Fort de France. Samedi 28 décembre 2019. CCN. L’écrivain martiniquais Raphaël Confiant vient de publier son dernier roman, Grand Café Martinique, consacré à l’introduction du café dans les Amériques. CCN l’a rencontré. Un roman-épopée vraiment … fort de café : c’est à lire !
CCN : Le café a donc été introduit pour la toute première fois sur le continent américain à partir de la Martinique. Légende ou vérité historique ?
R.CONFIANT : Pour le savoir, il suffit de se rendre sur n’importe quel site-web en anglais, espagnol ou portugais si l’on ne fait pas confiance aux sites en français. Tous affirment que le tout premier plan a été apporté en 1720 à la Martinique par un nommé Gabriel De Clieu qui l’a mis en terre sur les hauteurs du Prêcheur, au pied de la montagne Pelée, tout au nord de la Martinique. Ce n’est que par la suite qu’il s’est répandu en Guadeloupe, à Saint-Domingue (devenu Haïti) et enfin sur le continent, notamment au Brésil. Il existe des archives à ce sujet mais aussi tout un ensemble de légendes concernant surtout la terrible traversée de l’Atlantique par ce De Clieu.
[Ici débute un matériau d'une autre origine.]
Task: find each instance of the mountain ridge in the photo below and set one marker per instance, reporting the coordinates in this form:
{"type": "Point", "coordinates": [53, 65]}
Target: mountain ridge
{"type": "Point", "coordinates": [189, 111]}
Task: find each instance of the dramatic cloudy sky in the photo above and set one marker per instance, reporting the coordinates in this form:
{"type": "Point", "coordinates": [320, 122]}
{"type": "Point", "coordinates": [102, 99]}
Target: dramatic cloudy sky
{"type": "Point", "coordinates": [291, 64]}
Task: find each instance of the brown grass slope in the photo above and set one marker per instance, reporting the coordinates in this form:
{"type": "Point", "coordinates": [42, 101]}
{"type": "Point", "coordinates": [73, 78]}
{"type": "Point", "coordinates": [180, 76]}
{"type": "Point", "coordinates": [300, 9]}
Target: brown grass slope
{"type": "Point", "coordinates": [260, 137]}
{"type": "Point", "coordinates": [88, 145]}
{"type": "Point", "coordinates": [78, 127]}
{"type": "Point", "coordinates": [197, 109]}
CCN : Votre livre raconte en effet ce voyage et ses péripéties qui semblent incroyables.
R.CONFIANT : Incroyables mais vraies. De Clieu, qui avait été planteur de canne à la Martinique durant une dizaines d’années, était obsédé par l’idée d’introduire le café dans le Nouveau Monde, mais les planteurs Békés lui rirent au nez. La canne à sucre avait, en effet, fait la fortune des îles antillaises et était reine à l’époque. Pourquoi s’embêter à cultiver une plante inconnue ?
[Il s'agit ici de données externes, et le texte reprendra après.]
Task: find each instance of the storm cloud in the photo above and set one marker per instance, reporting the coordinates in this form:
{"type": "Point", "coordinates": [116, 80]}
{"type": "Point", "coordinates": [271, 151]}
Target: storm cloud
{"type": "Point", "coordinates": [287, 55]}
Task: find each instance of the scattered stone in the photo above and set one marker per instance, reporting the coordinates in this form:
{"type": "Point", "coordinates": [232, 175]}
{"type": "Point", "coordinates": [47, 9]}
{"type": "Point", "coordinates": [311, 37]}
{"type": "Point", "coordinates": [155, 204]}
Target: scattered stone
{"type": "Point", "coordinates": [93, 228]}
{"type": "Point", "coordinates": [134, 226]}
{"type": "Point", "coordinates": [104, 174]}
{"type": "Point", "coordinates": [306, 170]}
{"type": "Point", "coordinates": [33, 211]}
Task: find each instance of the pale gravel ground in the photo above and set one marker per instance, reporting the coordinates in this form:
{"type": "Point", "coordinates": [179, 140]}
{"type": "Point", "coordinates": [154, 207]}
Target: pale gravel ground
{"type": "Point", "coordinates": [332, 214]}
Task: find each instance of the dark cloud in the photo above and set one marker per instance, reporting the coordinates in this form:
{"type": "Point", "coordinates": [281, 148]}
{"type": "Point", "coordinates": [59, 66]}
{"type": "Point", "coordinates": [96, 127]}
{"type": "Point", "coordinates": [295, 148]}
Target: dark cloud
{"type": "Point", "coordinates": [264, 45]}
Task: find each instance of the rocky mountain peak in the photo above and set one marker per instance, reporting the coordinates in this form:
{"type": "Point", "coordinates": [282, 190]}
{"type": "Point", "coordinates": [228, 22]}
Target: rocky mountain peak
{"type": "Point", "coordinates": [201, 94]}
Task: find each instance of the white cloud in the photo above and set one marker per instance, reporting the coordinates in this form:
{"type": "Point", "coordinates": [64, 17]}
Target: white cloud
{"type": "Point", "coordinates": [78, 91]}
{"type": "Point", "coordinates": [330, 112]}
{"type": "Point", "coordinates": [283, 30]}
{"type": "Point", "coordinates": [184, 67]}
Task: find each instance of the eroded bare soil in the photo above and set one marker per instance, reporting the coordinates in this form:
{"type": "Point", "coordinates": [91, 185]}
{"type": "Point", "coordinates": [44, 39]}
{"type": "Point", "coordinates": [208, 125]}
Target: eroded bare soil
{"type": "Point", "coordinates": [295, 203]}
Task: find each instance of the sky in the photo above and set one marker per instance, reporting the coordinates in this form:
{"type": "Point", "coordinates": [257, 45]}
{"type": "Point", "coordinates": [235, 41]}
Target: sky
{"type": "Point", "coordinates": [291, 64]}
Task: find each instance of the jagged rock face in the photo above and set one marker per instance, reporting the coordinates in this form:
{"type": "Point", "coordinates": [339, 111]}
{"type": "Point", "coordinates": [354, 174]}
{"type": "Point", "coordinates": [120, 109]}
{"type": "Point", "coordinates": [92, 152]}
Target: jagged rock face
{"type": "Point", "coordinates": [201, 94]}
CNN : Pourtant le café était déjà archi-connu à travers le monde depuis des siècles, non ?
R.CONFIANT : Dans l’Ancien monde, c’est-à-dire l’Afrique, le monde arabo-musulman, l’Europe et une partie de l’Asie, oui, mais aucunement dans le Nouveau Monde. Dans mon livre d’ailleurs, il y a en parallèle de l’épopée de De Clieu, l’évocation du trajet extraordinaire du café depuis les hauts plateaux éthiopiens jusqu’au Yémen, puis en Egypte et l’Empire ottoman, ensuite en Europe et enfin en Asie. Elle a été la première plante mondialisée ! Cela grâce au petit berger éthiopien Kaldi qui, par pur hasard, vit un jour ses chèvres danser. Il crut d’abord qu’elles avaient été endiablées avant de se rendre compte qu’elles avaient mangé les fruits d’un arbre inconnu. Des moines coptes, méfiants, recueillirent des baies qu’ils firent bouillir, mais l’odeur les emporta d’allégresse et quand ils burent la décoction, ils se rendirent compte qu’ils pouvaient rester à prier des nuits entières sans être en proie au sommeil.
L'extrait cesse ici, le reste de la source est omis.